Reads in a string that has been encoded using a
modified
UTF-8
format. The general contract of
readUTF
is that
it reads a representation of a Unicode character string encoded
in modified UTF-8 format; this string of characters is
then returned as a
String
.
First, two bytes are read and used to construct an unsigned
16-bit integer in the manner of the
readUnsignedShort
method, using network byte order
(regardless of the current byte order setting). This integer
value is called the UTF length and specifies the number
of additional bytes to be read. These bytes are then converted
to characters by considering them in groups. The length of each
group is computed from the value of the first byte of the
group. The byte following a group, if any, is the first byte of
the next group.
If the first byte of a group matches the bit pattern
0xxxxxxx
(where x
means "may be
0
or 1
"), then the group consists of
just that byte. The byte is zero-extended to form a character.

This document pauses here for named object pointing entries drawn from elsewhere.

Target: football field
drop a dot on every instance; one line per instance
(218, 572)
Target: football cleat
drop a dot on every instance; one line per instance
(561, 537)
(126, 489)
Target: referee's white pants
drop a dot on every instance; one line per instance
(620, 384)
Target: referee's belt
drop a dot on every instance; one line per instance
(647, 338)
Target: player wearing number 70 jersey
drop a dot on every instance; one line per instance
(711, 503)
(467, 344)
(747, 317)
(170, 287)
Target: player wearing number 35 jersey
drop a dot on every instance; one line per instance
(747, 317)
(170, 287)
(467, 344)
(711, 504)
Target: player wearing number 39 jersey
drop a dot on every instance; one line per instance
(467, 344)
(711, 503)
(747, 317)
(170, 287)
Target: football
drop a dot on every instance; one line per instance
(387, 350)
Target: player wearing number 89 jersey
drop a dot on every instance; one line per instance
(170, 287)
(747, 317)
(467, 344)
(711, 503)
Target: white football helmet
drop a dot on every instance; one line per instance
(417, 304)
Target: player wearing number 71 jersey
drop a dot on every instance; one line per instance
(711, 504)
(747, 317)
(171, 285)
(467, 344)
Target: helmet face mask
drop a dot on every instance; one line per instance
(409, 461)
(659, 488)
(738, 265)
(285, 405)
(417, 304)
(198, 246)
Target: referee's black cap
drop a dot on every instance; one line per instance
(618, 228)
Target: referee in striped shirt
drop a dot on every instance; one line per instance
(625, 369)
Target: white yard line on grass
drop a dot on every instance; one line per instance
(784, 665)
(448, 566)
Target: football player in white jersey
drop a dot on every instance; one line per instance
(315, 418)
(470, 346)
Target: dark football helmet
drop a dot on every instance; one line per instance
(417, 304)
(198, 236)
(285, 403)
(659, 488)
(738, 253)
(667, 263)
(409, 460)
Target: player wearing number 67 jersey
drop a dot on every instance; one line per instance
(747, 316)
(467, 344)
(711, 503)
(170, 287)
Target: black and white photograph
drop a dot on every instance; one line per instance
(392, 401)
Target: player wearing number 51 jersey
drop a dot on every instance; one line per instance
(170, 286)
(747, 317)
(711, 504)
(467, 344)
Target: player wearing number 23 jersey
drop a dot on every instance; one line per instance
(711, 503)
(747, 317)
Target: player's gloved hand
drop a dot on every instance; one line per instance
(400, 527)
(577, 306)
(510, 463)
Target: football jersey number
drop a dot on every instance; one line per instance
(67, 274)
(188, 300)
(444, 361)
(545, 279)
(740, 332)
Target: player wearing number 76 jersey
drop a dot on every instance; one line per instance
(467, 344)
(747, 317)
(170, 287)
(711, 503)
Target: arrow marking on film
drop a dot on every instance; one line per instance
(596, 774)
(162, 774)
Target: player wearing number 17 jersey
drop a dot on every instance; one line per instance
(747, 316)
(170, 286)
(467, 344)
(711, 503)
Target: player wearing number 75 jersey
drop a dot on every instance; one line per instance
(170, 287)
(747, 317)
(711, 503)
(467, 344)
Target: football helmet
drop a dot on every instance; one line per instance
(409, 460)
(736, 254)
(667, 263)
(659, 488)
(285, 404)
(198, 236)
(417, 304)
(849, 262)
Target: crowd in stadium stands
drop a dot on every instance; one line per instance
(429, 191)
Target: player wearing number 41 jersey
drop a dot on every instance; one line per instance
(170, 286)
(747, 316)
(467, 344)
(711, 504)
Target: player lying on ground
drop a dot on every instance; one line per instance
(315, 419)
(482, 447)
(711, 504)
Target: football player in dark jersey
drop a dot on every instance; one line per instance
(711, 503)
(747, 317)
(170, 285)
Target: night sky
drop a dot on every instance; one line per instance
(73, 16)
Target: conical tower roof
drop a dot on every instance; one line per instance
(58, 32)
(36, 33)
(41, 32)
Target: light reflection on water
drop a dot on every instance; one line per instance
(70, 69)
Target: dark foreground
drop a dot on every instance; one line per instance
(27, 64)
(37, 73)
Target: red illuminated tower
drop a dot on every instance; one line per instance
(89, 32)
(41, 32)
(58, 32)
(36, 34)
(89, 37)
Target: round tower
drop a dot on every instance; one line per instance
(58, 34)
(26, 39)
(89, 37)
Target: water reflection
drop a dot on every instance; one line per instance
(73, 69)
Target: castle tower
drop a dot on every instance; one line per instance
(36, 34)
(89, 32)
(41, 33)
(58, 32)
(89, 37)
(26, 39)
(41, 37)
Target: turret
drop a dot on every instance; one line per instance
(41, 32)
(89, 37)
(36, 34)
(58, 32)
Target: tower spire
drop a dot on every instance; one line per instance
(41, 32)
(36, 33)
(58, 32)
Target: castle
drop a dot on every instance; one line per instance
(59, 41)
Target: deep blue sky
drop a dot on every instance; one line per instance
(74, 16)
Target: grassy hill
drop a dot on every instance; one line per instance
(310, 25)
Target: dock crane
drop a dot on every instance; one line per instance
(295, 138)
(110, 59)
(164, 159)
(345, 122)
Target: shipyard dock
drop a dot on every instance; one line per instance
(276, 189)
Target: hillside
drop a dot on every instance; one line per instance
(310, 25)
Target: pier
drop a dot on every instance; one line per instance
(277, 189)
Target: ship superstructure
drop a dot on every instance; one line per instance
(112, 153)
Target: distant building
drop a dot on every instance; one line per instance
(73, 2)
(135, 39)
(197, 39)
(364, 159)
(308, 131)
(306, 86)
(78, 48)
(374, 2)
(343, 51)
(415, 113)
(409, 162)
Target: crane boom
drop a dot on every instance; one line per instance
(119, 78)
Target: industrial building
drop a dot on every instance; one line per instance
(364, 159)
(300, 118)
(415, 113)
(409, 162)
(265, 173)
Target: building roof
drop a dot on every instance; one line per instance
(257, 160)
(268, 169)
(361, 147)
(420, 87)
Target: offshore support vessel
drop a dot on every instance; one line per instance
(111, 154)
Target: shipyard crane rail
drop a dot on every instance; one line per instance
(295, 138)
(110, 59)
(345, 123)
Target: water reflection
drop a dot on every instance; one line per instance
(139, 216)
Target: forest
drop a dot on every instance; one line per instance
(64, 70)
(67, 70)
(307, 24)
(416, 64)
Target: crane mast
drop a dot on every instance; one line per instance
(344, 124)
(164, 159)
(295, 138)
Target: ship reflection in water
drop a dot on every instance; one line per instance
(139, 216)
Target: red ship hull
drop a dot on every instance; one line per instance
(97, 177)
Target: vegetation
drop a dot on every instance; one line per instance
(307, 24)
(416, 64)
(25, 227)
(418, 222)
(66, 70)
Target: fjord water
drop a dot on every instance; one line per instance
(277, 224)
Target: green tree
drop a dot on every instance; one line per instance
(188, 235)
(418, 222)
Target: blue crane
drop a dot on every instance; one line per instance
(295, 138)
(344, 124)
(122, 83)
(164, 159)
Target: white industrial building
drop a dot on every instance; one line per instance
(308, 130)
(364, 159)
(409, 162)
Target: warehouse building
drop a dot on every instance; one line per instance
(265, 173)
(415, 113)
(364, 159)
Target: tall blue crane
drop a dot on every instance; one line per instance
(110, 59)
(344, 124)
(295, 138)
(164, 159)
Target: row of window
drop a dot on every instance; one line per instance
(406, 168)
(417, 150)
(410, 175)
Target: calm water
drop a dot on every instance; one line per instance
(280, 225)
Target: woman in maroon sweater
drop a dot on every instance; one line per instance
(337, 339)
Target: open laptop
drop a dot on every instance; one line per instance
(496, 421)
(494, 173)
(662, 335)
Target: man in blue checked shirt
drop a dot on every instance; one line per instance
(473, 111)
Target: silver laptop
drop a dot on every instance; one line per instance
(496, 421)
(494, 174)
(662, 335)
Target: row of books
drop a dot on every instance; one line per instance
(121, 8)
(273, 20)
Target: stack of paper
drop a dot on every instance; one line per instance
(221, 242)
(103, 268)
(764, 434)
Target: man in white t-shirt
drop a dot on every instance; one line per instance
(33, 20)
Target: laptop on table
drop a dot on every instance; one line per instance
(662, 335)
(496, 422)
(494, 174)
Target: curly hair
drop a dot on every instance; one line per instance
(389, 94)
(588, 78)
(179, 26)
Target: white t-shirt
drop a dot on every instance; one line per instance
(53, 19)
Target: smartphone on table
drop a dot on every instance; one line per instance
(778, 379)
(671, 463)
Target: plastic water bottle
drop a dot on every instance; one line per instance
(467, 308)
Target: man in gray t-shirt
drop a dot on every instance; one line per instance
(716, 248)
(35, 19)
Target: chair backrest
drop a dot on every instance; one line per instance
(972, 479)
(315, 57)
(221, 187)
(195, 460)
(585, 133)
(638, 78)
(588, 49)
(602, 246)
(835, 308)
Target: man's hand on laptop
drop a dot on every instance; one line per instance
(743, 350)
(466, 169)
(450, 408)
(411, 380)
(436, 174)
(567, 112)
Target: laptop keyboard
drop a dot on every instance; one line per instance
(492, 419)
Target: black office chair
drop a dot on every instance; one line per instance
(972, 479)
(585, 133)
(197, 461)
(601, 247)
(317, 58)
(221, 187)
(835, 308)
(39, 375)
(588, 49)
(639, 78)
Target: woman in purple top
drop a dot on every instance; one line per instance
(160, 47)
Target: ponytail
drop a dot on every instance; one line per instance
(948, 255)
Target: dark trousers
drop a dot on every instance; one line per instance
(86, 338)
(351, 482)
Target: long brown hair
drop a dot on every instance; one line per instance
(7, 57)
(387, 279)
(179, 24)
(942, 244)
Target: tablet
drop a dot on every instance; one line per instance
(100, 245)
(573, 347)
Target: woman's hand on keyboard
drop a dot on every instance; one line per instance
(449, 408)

If the first byte of a group matches the bit pattern
110xxxxx
, then the group consists of that byte
a
and a second byte b
. If there is no
byte b
(because byte a
was the last
of the bytes to be read), or if byte b
does not
match the bit pattern 10xxxxxx
, then a
UTFDataFormatException
is thrown. Otherwise, the
group is converted to the character:
(char)(((a& 0x1F) << 6) | (b & 0x3F))
If the first byte of a group matches the bit pattern
1110xxxx
, then the group consists of that byte
a
and two more bytes
b
and
c
. If there is no byte
c
(because
byte
a
was one of the last two of the bytes to be
read), or either byte
b
or byte
c
does not match the bit pattern
10xxxxxx
, then a
UTFDataFormatException
is thrown. Otherwise, the
group is converted to the character:
(char)(((a & 0x0F) << 12) | ((b & 0x3F) << 6) | (c & 0x3F))
If the first byte of a group matches the pattern
1111xxxx
or the pattern
10xxxxxx
,
then a
UTFDataFormatException
is thrown.
If end of file is encountered at any time during this
entire process, then an EOFException
is thrown.
After every group has been converted to a character by this
process, the characters are gathered, in the same order in
which their corresponding groups were read from the input
stream, to form a String
, which is returned.
The current byte order setting is ignored.
The bit offset within the stream is reset to zero before
the read occurs.
Note: This method should not be used in
the implementation of image formats that use standard UTF-8,
because the modified UTF-8 used here is incompatible with
standard UTF-8.
Returns:
a String read from the stream.
Throws:
- EOFException - if this stream reaches the end
before reading all the bytes.
- UTFDataFormatException - if the bytes do not represent a
valid modified UTF-8 encoding of a string.
- IOException - if an I/O error occurs.